Which is why he turned to the second group. If the findings in the first group were correct, he should find the same thing in the second sample, since both samples were random. But he didn't. Twenty-two of the "discoveries" evaporated, because the same pattern did not occur.
Only two remained: Leo with a tendency for intestinal bleeding, and Sagittarius with a risk of breaking the upper arm bone. But those two are well within the recognized margin of error for a study with so many variables.
"All 24 disappear," Austin says.
So there is no connection between astrological signs and health, despite the fact that a huge sample indicated there was. The second sample, called the validation sample, blew it away.
Austin says this isn't just a problem for scientists. We all engage in data mining from time to time.
"If you look at enough clouds, eventually one of them is going to look like a dog chasing a cat," he says. "It's not really a dog chasing a cat. It's a random, atmospheric pattern. But if you look at enough clouds you're going to see a dog and a cat.

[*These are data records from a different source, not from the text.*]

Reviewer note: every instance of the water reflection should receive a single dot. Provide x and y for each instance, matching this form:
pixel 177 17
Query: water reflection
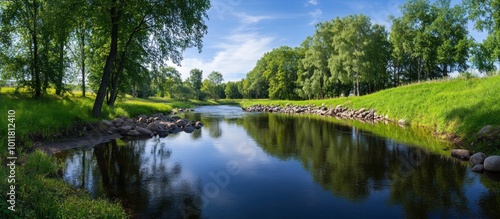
pixel 300 167
pixel 355 165
pixel 140 176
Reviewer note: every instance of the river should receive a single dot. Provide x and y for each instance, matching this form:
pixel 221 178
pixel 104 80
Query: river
pixel 256 165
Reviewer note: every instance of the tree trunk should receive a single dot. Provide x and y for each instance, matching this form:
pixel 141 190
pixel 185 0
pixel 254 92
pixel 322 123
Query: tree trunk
pixel 116 78
pixel 59 83
pixel 38 84
pixel 108 67
pixel 82 47
pixel 357 84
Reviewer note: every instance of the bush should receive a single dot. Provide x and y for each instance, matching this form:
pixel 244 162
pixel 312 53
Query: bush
pixel 41 164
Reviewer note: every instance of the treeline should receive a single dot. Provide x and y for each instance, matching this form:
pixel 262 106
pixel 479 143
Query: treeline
pixel 351 55
pixel 119 45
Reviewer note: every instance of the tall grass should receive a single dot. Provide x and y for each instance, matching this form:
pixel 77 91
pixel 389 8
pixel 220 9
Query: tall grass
pixel 460 106
pixel 40 194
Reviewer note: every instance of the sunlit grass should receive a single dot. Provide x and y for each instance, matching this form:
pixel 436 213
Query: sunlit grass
pixel 40 194
pixel 461 106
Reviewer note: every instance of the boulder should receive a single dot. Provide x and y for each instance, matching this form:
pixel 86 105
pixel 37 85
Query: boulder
pixel 485 129
pixel 403 122
pixel 133 133
pixel 118 121
pixel 107 123
pixel 492 163
pixel 125 128
pixel 142 118
pixel 461 153
pixel 155 127
pixel 477 158
pixel 143 131
pixel 180 122
pixel 189 129
pixel 171 126
pixel 478 168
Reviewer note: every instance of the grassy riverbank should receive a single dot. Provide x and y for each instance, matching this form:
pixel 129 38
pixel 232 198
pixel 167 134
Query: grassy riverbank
pixel 459 106
pixel 39 190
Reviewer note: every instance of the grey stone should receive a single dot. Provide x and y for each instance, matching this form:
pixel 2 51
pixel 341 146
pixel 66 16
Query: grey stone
pixel 492 163
pixel 189 129
pixel 478 168
pixel 155 127
pixel 133 133
pixel 125 128
pixel 485 129
pixel 180 122
pixel 143 131
pixel 477 158
pixel 461 153
pixel 118 120
pixel 107 123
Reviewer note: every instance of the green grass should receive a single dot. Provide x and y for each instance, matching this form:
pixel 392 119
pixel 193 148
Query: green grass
pixel 41 194
pixel 459 106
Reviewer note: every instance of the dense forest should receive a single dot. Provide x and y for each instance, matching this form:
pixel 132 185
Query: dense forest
pixel 116 47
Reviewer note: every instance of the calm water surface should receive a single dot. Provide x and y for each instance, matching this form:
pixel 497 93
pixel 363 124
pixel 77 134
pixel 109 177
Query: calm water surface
pixel 252 165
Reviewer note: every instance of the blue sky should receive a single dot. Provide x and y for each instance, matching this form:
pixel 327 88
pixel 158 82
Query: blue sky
pixel 241 31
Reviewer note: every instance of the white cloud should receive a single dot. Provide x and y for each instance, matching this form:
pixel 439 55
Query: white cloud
pixel 249 19
pixel 312 2
pixel 315 15
pixel 236 53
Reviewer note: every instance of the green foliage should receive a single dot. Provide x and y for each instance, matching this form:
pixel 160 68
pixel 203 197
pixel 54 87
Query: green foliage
pixel 232 91
pixel 41 164
pixel 213 86
pixel 42 195
pixel 457 106
pixel 74 207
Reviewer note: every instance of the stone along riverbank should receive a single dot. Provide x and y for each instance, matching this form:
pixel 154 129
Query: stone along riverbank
pixel 139 127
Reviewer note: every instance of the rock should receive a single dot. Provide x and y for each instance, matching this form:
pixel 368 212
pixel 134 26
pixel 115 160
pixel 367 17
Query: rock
pixel 125 128
pixel 403 122
pixel 107 123
pixel 478 168
pixel 142 118
pixel 460 153
pixel 180 122
pixel 143 131
pixel 170 126
pixel 485 129
pixel 189 129
pixel 155 127
pixel 477 158
pixel 118 121
pixel 492 163
pixel 133 133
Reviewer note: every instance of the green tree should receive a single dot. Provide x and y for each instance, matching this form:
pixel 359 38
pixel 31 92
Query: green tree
pixel 316 77
pixel 486 15
pixel 281 72
pixel 131 19
pixel 232 91
pixel 213 85
pixel 195 81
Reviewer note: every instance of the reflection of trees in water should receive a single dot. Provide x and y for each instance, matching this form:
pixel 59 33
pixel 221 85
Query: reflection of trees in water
pixel 353 163
pixel 490 199
pixel 143 179
pixel 213 126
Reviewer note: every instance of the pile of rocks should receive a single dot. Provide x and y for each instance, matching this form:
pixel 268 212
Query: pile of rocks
pixel 480 162
pixel 157 124
pixel 338 111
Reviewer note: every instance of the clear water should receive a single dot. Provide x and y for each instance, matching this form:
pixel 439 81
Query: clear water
pixel 252 165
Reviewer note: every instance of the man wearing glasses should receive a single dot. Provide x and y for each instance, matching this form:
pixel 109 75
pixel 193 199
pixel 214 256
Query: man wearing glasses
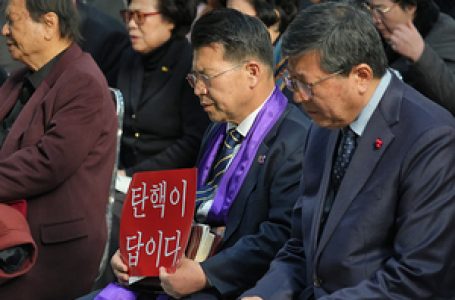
pixel 251 158
pixel 374 219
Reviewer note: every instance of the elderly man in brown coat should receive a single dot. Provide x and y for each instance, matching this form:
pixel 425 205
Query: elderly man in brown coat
pixel 57 148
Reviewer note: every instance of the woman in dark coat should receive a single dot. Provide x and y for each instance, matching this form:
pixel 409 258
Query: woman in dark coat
pixel 163 122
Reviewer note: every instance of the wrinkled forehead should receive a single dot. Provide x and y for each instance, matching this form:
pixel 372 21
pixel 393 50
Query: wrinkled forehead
pixel 208 56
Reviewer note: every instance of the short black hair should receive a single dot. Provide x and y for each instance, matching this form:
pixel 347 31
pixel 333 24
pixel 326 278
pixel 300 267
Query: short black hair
pixel 66 11
pixel 343 34
pixel 181 13
pixel 242 36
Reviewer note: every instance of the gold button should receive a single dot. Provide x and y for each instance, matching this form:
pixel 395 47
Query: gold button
pixel 317 282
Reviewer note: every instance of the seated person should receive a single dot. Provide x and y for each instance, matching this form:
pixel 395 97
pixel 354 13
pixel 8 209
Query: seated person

"We tend to impose patterns," he adds. "People do it with their horoscopes. They remember the one that came true, but they don't remember all the times that it didn't. They conveniently forget all the times that there wasn't a pattern."
Austin presented his study during the recent meeting of the American Association for the Advancement of Science in San Francisco, and he had a word of advice for his fellow scientists.
Don't believe your own findings until they are validated by someone else using a different method.
And as a statistician, he warns that asking too many questions of the data increases the risk of error. In seeking 24 reasons for hospitalization he was asking 24 questions. That gave him "a 71 percent chance of mistakenly concluding one association that doesn't exist," he says.
That huge error rate is what allowed him to disregard Leo and Sagittarius, the only two that showed up in the second sample.
Personally, I'm glad. As a Gemini, I don't want to wake up every morning with a hangover.